# Yuasa Rotary Table.



## woodtickgreg (Dec 26, 2016)

I cannot believe my good fortune on this one. Very good condition, table is great! Just a little dirty from sitting in a shop and will clean right up.
A  high quality japanese made Yuasa 12" rotary table. Paid $250 for it.

Look at that table, some idiot didn't drill a hole in it or run a cutter across it.


Tag says it all.


It's not rusty at all, just dirty, wiped my finger on the handwheel and the chrome below just sparkled.

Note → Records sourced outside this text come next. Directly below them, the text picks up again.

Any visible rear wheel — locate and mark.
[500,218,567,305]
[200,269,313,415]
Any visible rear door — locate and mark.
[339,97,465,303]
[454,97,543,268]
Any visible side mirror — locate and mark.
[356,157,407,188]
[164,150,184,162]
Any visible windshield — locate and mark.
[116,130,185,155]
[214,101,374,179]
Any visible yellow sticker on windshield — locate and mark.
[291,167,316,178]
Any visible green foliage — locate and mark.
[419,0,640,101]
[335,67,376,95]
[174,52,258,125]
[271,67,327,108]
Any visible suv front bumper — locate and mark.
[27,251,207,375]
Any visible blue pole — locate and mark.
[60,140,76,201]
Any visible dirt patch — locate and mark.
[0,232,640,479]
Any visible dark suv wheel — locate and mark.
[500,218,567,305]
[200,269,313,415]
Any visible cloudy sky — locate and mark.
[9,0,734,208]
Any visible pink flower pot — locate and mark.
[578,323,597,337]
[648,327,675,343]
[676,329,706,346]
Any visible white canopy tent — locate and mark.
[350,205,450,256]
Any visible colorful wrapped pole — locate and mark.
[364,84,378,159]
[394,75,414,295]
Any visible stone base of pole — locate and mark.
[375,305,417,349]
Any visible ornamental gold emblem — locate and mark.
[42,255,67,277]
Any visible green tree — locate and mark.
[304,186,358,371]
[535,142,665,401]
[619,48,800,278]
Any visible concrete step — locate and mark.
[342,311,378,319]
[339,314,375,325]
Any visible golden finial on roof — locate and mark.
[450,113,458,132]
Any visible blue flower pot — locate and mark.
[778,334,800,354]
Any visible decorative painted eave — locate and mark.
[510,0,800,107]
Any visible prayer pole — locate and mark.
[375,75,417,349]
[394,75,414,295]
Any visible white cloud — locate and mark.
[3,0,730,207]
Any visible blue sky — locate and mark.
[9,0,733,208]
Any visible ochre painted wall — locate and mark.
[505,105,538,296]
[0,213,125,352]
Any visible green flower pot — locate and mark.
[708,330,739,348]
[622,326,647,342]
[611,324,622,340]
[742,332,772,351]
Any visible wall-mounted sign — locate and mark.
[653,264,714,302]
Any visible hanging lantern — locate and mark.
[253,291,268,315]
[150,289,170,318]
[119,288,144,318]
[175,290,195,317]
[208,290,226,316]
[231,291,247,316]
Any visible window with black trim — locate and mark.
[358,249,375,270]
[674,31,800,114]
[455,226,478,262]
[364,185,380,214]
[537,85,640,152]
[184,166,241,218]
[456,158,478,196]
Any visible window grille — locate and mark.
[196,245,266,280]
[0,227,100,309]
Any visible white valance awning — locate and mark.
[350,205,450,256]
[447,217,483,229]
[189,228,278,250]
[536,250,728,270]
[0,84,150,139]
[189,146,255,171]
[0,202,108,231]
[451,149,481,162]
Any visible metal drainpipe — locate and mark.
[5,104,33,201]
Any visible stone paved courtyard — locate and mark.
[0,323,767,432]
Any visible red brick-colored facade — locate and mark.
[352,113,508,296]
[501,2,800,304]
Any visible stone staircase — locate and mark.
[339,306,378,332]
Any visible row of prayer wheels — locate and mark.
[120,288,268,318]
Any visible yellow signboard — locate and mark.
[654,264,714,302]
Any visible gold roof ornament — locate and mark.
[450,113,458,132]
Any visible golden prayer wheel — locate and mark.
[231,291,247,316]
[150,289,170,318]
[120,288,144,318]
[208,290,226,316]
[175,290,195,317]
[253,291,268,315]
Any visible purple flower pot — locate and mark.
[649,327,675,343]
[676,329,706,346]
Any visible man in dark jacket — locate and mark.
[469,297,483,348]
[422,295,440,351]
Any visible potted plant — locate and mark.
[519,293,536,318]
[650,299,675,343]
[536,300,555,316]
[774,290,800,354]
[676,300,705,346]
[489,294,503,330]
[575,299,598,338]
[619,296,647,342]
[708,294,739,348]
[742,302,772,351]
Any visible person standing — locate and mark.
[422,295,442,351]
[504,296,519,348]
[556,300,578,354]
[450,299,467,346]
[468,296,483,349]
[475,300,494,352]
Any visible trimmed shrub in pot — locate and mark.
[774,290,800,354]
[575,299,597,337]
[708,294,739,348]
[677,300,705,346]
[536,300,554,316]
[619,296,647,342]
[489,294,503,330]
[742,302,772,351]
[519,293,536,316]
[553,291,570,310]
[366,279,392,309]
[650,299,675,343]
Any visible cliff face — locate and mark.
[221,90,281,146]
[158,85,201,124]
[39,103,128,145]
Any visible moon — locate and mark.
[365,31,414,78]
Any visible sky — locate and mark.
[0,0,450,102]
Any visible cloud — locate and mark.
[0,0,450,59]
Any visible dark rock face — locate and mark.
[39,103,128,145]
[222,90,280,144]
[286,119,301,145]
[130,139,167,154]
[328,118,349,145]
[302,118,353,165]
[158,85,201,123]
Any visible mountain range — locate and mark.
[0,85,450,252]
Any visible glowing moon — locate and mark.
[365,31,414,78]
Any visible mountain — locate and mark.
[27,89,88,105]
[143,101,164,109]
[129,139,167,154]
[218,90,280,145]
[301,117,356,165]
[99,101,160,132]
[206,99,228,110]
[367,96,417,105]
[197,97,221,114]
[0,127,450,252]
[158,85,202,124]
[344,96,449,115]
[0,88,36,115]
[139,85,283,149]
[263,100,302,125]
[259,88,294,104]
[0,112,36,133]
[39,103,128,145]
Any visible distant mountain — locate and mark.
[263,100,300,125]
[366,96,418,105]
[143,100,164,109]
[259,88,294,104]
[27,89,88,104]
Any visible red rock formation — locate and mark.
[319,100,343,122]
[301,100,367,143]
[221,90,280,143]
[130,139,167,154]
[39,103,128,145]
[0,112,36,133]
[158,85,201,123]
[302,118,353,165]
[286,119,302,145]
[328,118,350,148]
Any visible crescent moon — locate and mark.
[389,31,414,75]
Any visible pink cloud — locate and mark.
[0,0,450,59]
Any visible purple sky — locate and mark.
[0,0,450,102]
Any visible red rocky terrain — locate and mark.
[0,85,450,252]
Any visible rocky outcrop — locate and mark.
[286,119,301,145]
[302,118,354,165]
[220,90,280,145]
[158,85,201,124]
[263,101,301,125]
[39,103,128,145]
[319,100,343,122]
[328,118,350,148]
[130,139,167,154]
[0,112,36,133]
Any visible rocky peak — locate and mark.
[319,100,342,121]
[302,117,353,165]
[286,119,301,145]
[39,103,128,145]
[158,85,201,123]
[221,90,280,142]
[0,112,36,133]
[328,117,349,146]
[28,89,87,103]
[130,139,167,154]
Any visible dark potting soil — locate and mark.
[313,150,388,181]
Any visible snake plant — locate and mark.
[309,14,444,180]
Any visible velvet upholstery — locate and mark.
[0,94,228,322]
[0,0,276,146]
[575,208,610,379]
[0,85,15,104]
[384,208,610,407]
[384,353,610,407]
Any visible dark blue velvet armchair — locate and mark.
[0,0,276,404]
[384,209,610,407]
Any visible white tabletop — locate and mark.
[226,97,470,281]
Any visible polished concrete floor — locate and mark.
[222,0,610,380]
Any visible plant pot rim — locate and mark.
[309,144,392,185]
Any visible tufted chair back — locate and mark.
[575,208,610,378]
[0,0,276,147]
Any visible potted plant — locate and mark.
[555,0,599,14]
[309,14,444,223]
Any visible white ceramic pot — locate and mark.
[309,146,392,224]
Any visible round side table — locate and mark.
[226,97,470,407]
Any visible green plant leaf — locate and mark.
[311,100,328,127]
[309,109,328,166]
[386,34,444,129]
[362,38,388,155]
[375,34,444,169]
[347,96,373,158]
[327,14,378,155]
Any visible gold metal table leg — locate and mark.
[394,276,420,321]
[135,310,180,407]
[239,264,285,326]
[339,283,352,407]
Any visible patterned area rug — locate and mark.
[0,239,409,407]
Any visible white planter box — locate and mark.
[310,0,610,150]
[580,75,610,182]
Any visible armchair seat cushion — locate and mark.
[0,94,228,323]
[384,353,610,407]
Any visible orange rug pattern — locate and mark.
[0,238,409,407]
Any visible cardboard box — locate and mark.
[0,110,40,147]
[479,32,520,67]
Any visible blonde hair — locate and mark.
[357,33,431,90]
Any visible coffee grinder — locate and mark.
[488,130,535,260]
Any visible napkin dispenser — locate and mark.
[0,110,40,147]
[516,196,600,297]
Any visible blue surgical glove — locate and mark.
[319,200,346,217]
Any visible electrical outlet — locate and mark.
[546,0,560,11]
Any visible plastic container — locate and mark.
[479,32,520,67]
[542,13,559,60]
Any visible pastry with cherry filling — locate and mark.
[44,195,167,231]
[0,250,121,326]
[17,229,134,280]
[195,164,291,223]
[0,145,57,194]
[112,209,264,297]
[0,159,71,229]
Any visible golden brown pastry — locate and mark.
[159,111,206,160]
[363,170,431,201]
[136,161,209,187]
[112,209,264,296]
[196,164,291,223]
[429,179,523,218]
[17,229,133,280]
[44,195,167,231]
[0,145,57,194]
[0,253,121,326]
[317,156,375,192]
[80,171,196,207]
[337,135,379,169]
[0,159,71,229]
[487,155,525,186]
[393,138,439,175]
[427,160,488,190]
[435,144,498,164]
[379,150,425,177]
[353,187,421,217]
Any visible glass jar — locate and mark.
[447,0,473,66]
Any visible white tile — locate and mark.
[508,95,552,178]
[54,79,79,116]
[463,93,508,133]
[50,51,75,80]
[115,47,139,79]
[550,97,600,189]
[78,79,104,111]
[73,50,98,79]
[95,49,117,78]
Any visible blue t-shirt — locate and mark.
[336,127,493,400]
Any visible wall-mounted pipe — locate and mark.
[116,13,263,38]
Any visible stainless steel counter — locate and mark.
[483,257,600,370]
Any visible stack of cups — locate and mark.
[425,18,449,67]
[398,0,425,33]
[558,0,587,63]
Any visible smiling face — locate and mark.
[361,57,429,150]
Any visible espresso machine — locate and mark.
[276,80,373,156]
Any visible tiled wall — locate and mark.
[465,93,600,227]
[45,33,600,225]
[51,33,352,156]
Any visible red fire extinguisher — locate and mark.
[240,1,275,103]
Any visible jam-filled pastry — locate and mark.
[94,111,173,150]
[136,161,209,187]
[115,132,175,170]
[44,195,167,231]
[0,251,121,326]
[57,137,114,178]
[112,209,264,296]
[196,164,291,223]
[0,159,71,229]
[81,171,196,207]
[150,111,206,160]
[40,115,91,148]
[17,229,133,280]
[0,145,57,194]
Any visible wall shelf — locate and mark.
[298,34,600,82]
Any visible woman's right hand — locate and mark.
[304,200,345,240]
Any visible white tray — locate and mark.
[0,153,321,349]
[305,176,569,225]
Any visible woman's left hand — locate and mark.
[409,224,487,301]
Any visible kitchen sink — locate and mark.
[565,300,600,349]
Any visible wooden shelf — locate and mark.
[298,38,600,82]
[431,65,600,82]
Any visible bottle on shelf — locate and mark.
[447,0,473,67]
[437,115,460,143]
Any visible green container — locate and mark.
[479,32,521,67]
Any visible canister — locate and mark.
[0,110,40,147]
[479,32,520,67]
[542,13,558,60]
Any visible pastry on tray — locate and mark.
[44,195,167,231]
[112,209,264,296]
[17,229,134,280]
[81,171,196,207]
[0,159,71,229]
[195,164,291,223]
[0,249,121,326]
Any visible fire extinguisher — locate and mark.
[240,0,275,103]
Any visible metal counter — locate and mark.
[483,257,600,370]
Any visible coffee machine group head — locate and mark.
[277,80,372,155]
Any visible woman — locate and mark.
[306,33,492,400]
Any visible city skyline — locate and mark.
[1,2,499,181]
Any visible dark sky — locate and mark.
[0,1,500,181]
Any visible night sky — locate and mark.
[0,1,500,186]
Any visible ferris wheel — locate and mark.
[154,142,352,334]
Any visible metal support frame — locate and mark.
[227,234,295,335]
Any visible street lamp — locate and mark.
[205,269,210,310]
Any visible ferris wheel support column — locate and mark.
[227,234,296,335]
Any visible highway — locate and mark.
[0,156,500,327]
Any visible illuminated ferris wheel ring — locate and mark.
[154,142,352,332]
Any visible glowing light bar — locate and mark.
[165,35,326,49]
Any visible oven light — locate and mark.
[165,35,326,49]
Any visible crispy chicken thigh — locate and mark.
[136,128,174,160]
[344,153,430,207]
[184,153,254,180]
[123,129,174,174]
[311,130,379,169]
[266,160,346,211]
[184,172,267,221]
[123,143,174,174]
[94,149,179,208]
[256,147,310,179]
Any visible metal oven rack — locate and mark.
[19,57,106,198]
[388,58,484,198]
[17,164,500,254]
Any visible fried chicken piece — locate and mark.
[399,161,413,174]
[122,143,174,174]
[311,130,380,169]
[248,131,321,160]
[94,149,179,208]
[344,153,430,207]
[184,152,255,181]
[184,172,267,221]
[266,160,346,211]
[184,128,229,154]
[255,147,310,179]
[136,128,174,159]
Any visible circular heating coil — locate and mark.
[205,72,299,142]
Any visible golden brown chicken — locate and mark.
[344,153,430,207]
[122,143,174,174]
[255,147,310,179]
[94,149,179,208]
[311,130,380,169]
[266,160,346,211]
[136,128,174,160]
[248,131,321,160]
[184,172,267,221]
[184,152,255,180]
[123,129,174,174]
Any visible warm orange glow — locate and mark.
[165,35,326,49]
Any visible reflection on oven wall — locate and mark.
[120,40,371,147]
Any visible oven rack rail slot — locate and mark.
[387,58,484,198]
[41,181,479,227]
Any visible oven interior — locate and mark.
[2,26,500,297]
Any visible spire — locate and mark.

Even the base isn't beat up.


Man I'm super happy with this find, it will be a nice compliment to my mill.


----------



## Firestopper (Dec 26, 2016)

What a great score! Beautiful condition, what's it weigh?


----------



## Uglydog (Dec 26, 2016)

A 12".
Huge.
This will require some planning to move!
Nice Score.


Daryl
MN


----------



## woodtickgreg (Dec 26, 2016)

firestopper said:


> What a great score! Beautiful condition, what's it weigh?





Uglydog said:


> A 12".
> Huge.
> This will require some planning to move!
> Nice Score.
> ...



Funny thing is I forgot my dolly when I went to pick it up because I was so excited about getting it. I asked the seller if he had one, but he said one of his kids had borrowed it, just my luck. So I told the seller get the door, I picked it up and carried it out and set it on the tailgate of my truck. You should a seen the look on the guys face when I did that because I'm 56 years old and grey haired. I said I'm old, not feeble, lol. Most people underestimate me anyway. After I caught my breath I slid it in the rest of the way.
Maybe I'm not supposed to know how heavy it really is? 
Check my thread in Burke mills, I'll be showing how I move my millright by myself. No I'm not a strong man or body builder, lol, but I did put some thought into it. You guys might find it interesting.


----------